SNMP/Ping working but device status "down"

Post general support questions here that do not specifically fall into the Linux or Windows categories.

Moderators: Developers, Moderators

Post Reply
r1ch
Posts: 5
Joined: Mon Oct 24, 2011 9:07 am

SNMP/Ping working but device status "down"

Post by r1ch »

I've tried all fixes in previous threads but haven't cracked this problem yet...

Cacti and Spine 0.8.7e, Linux x64 with NET-SNMP.

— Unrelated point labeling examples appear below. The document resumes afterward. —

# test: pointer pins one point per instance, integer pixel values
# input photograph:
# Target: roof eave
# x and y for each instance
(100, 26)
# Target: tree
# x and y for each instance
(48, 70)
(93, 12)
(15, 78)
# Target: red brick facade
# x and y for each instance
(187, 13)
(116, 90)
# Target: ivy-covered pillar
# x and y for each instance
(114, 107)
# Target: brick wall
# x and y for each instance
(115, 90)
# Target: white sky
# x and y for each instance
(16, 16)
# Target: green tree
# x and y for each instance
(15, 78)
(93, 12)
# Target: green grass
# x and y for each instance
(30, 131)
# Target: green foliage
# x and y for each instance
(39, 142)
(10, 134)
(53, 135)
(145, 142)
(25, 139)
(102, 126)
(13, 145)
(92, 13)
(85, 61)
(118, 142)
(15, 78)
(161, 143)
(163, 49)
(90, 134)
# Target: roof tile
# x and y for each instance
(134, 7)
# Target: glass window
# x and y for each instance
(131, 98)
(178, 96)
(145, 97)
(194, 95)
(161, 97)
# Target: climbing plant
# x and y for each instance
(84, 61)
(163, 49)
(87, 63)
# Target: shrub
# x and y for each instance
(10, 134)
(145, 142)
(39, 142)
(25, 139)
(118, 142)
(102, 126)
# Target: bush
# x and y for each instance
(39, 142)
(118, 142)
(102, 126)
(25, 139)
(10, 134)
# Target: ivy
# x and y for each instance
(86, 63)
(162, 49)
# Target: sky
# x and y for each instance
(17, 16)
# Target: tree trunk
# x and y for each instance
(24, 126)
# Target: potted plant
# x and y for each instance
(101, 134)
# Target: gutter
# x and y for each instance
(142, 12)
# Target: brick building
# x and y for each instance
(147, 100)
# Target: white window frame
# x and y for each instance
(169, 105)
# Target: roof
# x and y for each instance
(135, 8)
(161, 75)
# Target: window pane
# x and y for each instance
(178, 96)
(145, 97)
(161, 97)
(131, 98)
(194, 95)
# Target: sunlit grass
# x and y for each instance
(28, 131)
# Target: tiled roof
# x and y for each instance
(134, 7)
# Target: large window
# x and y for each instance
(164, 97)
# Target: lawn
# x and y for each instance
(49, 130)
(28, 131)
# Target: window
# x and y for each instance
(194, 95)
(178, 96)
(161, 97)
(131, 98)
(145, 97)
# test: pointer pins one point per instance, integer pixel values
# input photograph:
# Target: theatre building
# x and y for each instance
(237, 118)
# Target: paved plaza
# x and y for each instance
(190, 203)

I've added 3 Cisco 4510R+E swtiches without a problem, but the 4th I've added (with identical config and snmp v3 setup on the switch) is showing as "down" in the device list.

Cacti to 4510R+E:
SNMP Info - works.
SNMP - Interface Statistics "verbose query" - works.
ICMP Ping - works.
TCP/UDP ping - not allowed.

Manual from cacti box to 4510R+E:
Snmpwalk - works.
Snmpgetnext for .1.3 - works (saw this was a fix for previous bug).
ICMP Ping - works.

Code: Select all

SNMP Information
System:0e-UNIVERSALK9-M), Version 15.0(1)XO1, RELEASE SOFTWARE (fc1)
Technical Support: http://www.cisco.com/techsupport Copyright (c)
1986-2010 by Cisco Systems, Inc. Compiled Tue 14-Dec-10 22:12 by
Uptime: 24785654 (2 days, 20 hours, 50 minutes)
Hostname: xxxx
Location: xxxx
Contact: xxxx

Ping Results
ICMP Ping Success (0.961 ms) 
I can also see the access-list permit line on the switch being hit from the cacti IP.

Code: Select all

xxxx #sh access-list 1
Standard IP access list 1
    10 permit x.x.x.x (6454 matches)
I've tried deleting and adding the device again, increasing the timeouts (ping is <1ms) and I've tried all combinations of SNMP/Ping 'downed device detection' and they all result in the device being marked "down". If I turn 'downed device detection' off then it goes 'up' so there's something that's making it think it's 'down'.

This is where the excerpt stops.